1. Clean sweet potatoes, bake 350 degrees until soft.
2. Trim chops, place on unheated rack of broiler pan.
3. Combine shallots and red pepper, set aside 2 tbs. for sauce.
4. Rub the remainder of the shallots and red pepper into the chops.
5. Broil chops 10 to 12 minutes until cooked through.
6. In small sauce pan combine 2 Tbs. of shallot, red pepper, brown sugar, vinegar, cranberries and ginger and bring to boil.
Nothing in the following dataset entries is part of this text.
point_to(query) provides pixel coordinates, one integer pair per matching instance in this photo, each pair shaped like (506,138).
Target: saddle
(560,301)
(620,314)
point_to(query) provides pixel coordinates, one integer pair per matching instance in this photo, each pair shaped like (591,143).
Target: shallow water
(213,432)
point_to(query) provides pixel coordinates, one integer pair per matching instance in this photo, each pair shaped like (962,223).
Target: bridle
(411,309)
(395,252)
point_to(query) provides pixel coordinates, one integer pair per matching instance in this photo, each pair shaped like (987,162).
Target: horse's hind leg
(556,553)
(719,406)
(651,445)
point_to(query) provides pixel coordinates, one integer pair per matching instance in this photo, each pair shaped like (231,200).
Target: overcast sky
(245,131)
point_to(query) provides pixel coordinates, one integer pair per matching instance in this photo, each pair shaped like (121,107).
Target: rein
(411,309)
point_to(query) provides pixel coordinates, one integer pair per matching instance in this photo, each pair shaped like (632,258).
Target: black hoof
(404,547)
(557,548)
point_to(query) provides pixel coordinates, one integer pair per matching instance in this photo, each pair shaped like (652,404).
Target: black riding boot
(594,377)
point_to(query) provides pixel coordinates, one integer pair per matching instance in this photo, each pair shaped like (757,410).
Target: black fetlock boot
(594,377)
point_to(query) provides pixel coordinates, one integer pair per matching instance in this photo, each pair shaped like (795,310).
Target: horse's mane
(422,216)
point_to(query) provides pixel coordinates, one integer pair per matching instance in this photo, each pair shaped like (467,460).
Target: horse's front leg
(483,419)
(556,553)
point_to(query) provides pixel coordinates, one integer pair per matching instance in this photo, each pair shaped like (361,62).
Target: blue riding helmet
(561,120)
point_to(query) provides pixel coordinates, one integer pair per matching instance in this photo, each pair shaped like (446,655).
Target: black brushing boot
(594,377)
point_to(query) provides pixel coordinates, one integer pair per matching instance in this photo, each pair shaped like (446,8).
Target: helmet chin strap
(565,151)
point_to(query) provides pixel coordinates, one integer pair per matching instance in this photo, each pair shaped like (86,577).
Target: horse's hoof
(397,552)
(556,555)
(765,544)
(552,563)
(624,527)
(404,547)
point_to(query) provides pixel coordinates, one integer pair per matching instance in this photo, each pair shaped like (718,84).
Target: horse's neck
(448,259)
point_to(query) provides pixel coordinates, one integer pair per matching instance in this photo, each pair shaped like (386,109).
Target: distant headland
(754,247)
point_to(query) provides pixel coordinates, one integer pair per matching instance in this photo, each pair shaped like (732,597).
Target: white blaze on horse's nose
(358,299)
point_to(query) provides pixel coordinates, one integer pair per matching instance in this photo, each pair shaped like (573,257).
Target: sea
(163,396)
7. Cover and simmer 10 minutes.
8. Serve chops with sauce, and sweet potato

Health Benefits:
An excellent source of protein, lamb is high in zinc, which is beneficial to the immune system. Zinc also helps to regulate the metabolism and stabilize blood sugar levels. Sweet potatoes are a great source of Beta Carotene, high in fiber and potassium.